25/11/2008

UN Day Against Violence To Women

An all-too-frequent item in the day's court list, when I was a magistrate in the UK, was offences of domestic violence. The situation seems to be no different here in Spain. The problem is the main focus of much of today's news in the light of this UN day. For those who can read Spanish, this item in the online version of Sur reports 37 cases so far this year in our very small area of Malaga Province, let alone Andalucia, let alone the whole of Spain. At a national level, an average of two women a week are killed by a current or ex-partner, not to mention thousands of women who routinely suffer violence which does not result in death. Back in the summer, we had a case in Nerja, the town down on the coast, 6km away. An Argentinian woman, 25 years old, was stabbed to death at around 9am one Sunday morning on the Balcon de Europa, right in the centre of town. She was killed outside the cafe where she worked, and where she was setting out the tables ready for the day's business.
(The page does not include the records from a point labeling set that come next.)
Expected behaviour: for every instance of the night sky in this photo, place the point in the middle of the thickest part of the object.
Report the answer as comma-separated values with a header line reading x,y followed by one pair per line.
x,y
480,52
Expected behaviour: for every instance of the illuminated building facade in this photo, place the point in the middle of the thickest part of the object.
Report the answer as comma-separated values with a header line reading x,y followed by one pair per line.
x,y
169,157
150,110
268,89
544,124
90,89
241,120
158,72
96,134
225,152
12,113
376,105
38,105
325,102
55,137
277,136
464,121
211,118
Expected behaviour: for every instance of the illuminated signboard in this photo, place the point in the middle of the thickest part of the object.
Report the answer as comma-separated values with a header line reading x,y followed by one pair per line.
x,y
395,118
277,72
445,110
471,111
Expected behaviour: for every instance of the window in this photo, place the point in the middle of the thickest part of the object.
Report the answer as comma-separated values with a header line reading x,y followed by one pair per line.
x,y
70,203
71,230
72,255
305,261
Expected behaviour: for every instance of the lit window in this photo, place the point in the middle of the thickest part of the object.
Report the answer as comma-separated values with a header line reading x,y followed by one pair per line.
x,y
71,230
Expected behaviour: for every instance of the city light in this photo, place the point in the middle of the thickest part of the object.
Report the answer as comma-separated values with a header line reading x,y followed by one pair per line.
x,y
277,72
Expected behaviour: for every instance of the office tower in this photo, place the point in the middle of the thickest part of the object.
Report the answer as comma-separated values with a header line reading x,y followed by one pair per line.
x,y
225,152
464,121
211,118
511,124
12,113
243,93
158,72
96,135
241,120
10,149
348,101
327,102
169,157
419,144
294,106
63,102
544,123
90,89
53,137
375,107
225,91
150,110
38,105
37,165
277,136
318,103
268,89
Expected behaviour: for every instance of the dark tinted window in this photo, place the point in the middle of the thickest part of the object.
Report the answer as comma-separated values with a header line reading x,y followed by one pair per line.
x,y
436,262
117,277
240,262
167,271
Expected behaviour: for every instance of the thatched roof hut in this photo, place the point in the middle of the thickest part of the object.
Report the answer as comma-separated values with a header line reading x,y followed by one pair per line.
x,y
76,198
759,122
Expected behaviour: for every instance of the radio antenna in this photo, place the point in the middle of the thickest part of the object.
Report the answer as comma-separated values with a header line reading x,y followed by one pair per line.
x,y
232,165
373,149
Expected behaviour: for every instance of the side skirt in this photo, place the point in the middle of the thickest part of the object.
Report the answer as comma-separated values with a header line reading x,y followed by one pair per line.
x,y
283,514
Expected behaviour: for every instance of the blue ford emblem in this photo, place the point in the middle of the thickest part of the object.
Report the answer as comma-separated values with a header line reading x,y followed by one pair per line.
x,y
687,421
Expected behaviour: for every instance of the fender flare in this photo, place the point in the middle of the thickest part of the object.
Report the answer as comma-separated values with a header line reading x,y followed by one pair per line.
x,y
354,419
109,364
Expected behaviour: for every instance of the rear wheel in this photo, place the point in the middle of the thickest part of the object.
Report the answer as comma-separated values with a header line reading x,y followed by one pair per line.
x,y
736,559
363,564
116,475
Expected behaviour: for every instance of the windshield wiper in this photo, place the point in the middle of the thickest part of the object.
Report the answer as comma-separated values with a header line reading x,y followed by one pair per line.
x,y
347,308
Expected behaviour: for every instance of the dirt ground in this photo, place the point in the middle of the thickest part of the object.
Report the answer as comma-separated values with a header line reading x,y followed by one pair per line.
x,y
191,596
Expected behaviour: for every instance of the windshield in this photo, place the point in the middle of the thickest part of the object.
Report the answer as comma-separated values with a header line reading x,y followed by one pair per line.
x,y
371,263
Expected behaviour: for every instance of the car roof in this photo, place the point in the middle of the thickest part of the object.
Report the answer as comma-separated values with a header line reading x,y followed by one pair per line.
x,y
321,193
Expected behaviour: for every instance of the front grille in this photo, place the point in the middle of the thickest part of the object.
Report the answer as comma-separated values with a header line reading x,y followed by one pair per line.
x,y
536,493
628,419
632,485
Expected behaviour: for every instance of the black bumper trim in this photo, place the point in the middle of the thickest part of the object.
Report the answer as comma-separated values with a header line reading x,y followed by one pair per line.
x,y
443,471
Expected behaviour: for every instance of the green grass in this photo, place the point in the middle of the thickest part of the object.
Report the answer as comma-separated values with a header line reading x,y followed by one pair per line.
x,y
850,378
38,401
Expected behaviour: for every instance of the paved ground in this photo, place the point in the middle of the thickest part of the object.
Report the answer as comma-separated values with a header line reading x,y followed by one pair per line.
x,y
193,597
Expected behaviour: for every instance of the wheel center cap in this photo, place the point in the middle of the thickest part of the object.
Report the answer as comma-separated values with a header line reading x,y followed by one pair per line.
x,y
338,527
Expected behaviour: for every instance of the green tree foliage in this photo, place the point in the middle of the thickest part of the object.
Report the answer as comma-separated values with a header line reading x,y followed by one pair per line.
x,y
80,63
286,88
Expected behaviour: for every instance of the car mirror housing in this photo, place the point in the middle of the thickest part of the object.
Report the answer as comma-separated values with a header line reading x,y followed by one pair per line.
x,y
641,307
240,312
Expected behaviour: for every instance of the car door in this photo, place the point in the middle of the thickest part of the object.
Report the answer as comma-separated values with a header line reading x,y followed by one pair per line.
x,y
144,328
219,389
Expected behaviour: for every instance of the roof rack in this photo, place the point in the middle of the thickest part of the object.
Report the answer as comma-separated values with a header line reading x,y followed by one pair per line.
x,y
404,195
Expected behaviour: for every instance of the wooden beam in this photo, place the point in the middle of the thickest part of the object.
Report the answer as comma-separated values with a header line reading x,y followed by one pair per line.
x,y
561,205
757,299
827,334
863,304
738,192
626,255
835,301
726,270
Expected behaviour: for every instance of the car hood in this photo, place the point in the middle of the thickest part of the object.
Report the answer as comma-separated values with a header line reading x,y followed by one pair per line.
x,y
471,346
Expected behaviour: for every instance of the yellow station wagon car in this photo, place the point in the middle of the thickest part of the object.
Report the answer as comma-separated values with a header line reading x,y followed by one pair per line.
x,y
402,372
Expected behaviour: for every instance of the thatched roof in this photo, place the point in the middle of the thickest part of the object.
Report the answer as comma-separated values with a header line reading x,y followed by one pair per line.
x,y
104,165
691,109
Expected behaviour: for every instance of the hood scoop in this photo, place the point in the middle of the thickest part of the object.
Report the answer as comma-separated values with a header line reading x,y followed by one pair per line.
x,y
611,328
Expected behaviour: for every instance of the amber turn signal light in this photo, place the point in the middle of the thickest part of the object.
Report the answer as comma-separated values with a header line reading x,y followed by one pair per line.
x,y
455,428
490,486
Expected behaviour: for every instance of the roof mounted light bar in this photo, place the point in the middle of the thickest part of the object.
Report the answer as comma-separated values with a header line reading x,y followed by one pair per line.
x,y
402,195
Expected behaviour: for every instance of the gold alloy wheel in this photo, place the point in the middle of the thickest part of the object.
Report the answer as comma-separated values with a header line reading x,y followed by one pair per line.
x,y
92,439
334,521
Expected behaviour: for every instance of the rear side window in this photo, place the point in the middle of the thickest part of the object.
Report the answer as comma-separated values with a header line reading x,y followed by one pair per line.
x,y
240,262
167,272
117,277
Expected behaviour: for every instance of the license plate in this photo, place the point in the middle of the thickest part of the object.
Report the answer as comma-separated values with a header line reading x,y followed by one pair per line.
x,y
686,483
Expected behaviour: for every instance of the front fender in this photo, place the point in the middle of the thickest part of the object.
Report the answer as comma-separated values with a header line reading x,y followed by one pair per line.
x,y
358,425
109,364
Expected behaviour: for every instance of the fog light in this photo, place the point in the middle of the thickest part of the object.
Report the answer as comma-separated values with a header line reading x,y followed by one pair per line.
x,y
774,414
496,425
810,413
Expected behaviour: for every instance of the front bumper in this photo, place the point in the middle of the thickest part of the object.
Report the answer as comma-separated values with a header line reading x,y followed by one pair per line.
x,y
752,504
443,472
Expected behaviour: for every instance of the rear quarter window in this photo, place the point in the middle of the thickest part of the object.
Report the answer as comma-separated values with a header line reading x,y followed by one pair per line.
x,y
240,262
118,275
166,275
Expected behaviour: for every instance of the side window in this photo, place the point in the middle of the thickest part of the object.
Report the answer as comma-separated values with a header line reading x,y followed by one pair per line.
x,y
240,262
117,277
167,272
Her Morroccan ex-boyfriend, who had threatened her that if she wanted to return to Argentina, he would make sure she went in a wooden box, was subject to a restraining order that forbade him to approach within 300 metres of her. She had been accompanied from her apartment to the cafe by two members of the Policia Local, because of her fear. They left her in what they judged to be the safe company of her work colleagues. Fifteen minutes later her ex-partner struck.